The HtrA (DegP) protein of Escherichia coli is a heat shock serine protease, essential for cell survival only at temperatures above 42 degrees C. It has been shown by genetic experiments that HtrA is an envelope protease, functioning in the periplasmic space. To clarify the cellular localization of HtrA, E. coli cells were fractionated, and HtrA was not detected by the immunoblotting technique in the periplasm or in the fraction of soluble proteins but was found in the inner membrane.
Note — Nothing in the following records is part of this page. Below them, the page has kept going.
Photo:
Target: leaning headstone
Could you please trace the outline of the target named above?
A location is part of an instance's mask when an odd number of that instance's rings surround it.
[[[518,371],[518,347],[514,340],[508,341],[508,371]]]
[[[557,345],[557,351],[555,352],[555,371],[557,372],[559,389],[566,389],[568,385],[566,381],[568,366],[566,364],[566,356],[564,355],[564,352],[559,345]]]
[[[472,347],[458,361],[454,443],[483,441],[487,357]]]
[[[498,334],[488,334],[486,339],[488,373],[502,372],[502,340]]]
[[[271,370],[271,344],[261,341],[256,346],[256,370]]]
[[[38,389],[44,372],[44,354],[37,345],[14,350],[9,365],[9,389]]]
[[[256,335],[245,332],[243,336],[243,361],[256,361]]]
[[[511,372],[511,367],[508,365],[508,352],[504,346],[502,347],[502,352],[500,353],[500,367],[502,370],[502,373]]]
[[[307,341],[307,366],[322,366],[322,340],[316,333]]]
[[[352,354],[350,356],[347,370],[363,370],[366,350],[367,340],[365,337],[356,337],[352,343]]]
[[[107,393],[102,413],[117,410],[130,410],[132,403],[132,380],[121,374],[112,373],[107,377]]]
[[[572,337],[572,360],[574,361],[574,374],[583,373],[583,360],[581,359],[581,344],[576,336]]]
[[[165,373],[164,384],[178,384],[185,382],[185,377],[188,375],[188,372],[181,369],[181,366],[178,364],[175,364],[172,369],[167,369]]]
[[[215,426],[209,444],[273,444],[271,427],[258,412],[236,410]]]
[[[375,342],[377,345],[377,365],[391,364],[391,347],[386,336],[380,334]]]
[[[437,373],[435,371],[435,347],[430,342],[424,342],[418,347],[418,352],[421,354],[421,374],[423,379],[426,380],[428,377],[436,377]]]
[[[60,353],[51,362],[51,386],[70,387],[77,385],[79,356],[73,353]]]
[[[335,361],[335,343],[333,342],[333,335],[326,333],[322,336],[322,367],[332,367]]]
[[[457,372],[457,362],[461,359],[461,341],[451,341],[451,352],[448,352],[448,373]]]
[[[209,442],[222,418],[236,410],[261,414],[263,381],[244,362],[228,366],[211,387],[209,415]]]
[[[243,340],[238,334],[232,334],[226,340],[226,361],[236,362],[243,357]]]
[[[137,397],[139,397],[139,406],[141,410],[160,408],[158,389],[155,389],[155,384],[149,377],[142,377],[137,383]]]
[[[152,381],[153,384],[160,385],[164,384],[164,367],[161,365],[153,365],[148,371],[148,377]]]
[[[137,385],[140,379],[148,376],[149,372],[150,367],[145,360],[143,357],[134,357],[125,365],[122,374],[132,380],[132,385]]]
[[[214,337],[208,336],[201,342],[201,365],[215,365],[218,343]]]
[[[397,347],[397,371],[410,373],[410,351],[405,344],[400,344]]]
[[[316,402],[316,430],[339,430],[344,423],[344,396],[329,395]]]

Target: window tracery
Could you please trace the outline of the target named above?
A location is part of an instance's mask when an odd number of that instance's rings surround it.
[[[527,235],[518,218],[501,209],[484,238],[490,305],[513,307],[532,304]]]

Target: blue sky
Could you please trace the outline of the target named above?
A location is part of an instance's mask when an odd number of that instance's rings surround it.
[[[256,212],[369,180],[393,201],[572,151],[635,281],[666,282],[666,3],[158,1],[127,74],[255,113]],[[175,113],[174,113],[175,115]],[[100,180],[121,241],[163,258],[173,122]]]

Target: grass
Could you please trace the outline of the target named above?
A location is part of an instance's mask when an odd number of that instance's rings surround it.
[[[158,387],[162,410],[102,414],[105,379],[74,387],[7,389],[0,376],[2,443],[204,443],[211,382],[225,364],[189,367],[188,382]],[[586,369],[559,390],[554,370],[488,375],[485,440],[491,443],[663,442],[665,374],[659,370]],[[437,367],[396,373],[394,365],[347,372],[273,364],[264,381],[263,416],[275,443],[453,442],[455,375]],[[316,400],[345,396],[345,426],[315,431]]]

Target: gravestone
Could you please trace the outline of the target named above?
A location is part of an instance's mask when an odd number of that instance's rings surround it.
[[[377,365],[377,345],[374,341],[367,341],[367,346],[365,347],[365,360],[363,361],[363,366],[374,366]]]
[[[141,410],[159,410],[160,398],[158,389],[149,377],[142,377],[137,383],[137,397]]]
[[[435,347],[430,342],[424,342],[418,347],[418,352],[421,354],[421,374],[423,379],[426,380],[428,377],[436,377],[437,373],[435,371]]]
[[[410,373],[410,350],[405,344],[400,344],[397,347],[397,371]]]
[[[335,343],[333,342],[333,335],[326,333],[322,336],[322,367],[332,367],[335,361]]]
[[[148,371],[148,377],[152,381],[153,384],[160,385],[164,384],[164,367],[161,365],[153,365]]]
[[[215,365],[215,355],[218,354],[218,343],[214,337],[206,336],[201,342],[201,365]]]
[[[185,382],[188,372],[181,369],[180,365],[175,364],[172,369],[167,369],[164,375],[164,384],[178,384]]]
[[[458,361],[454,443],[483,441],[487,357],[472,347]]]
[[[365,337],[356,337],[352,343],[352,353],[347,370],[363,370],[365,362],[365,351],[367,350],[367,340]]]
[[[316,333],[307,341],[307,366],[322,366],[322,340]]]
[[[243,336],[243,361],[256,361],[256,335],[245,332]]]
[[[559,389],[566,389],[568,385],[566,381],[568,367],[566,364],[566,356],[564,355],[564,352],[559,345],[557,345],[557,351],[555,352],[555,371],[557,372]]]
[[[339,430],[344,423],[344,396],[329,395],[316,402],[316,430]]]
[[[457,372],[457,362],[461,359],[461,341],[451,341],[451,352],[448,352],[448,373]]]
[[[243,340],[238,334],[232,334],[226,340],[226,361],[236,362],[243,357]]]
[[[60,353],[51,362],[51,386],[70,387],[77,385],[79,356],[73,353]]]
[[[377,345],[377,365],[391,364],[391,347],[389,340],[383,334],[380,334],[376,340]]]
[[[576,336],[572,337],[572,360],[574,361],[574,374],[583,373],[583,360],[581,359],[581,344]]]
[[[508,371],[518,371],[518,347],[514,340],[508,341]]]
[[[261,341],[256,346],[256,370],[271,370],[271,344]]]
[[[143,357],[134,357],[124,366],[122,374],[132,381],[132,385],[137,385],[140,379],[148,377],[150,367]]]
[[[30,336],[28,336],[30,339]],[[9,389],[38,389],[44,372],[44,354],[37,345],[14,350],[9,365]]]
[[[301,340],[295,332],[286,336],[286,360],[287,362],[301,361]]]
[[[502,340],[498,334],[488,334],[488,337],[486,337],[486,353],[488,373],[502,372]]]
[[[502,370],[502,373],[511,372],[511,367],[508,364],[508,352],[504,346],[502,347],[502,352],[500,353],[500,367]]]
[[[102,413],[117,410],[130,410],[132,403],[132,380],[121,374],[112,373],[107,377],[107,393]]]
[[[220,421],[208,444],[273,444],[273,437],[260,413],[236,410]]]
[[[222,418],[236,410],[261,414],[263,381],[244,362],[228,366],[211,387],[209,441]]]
The protein could be partially eluted from the total membrane fraction by a high ionic strength solution, whereas solutions affecting protein conformation released HtrA almost completely. These results, taken together with the evidence showing that HtrA functions in the periplasm, indicate that HtrA is a peripheral membrane protein, localized on the periplasmic side of the inner membrane. As the first step toward solving the problem of HtrA-membrane interactions, the structure of HtrA in the presence of phosphatidylglycerol (PG), phosphatidylethanolamine (PE), or cardiolipin (CL) was analyzed by fluorescence and Fourier-transform infrared spectroscopy. The infrared and fluorescence data indicated an interaction of HtrA with PG and CL but not with PE suspensions. Fluorescence spectroscopy revealed that this interaction was at the level of the polar head group of the phospholipid. In the PG/HtrA system, small changes were observed in the HtrA secondary structure and a remarkable decrease of the thermal stability of the protein, which suggested changes in HtrA tertiary structure. This suggestion was supported by fluorescence data that showed a shift of the fluorescence emission spectrum of HtrA tyrosine residues in the presence of PG and a reduced fluorescence intensity, phenomena not observed in the presence of PE or CL suspensions. Infrared data revealed also that the interaction of HtrA with PG leads to a protection of unfolded protein against aggregation at relatively low temperatures. The conformational changes of HtrA in the presence of PG influenced the proteolytic activity of HtrA by increasing it at the temperatures 37-45 degrees C and inhibiting it at 50-55 degrees C. CL inhibited HtrA activity at all of the temperatures tested.